Da un paio di settimane, complice il bel tempo, si fermano ai muretti sotto casa un paio di ragazzi, presumo a orecchio sui sedici anni, a parlare dei fatti loro che a quel punto diventano anche fatti miei.
Questo perché i due arrivano in piazza immancabilmente verso mezzanotte, ora in cui io vado a nanna, e mi fanno compagnia con le loro chiacchiere almeno per mezz'oretta, tempo di crollare nel sonno più ovattato.
Potrei leggere e farmi i cazzi miei, ma da un lato il loro borbottio mi deconcentra, dall'altro non vedo perché leggere la vita romanzata quando puoi ascoltare la vita raccontata.
E allora, pur non avendoli mai visti, posso dire di sapere abbastanza di loro: i nomi naturalmente, le voci, gli intercalari e i modi di dire, ma anche gli aneddoti, le sparate, i discorsi sui massimi sistemi, le confidenze.
In particolare uno dei due racconta ogni sera, in modalità loop, della cotta che s'è preso per una "tipella" del paese e giù racconto particolareggiato di come è fatta, cosa è bella e quanto è in gamba.

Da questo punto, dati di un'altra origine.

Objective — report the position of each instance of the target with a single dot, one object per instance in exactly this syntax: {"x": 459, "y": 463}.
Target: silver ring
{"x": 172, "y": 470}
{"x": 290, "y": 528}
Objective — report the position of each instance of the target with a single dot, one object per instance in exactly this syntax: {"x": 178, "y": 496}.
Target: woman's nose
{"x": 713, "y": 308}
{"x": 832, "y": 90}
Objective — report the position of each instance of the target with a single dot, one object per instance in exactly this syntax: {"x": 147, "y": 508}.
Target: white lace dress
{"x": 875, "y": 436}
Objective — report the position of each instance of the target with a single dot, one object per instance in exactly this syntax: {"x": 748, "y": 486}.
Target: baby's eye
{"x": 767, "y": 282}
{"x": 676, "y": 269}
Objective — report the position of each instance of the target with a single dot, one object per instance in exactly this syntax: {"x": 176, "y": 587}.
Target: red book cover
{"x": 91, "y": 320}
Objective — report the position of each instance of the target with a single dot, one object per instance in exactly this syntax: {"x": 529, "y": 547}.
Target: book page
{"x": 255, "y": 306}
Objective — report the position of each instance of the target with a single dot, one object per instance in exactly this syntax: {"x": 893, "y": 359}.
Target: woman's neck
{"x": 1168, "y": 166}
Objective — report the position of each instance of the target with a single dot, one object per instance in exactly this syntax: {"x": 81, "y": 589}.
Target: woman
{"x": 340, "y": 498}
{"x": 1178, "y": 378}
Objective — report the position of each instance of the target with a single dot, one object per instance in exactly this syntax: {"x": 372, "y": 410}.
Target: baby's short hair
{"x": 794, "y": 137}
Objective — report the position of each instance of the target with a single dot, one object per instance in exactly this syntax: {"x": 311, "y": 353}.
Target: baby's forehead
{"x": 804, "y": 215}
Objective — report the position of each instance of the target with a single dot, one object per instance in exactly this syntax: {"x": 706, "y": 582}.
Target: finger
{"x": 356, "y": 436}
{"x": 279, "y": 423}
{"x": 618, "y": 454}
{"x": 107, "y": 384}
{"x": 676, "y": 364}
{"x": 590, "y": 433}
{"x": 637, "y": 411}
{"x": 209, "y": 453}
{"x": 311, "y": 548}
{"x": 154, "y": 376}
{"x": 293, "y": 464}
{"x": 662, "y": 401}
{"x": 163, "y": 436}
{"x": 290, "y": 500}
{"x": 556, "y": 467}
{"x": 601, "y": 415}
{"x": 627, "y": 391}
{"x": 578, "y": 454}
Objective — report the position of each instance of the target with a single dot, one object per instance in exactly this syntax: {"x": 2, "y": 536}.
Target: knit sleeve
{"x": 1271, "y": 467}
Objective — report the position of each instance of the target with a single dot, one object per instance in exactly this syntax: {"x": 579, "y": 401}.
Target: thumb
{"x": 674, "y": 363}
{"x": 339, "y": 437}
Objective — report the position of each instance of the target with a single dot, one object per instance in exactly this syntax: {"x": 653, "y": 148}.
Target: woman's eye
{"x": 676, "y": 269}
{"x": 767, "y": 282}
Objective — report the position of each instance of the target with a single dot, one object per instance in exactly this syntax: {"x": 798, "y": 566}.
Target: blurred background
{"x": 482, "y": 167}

Fatto sta che l'altro ieri, sceso dalla macchina, incrocio per strada una ragazza nei tratti e nei modi spiccicata alla descrizione sentita per tante sere.
Allora, senza filtro, passandole a fianco quasi senza guardarla, le dico: "Guarda che piaci a Tizio".
Ieri sera, ai muretti in piazza, non ho sentito più i due amici, ma Tizio in compagnia della ragazza a cui avevo rivolto quasi per gioco la parola.
Dopo un'iniziale logorrea di entrambi, quasi a voler vincere la timidezza con le parole, è seguito un improvviso e prolungato silenzio.
Allora ho preso il libro dal comodino e ho ricominciato a leggere.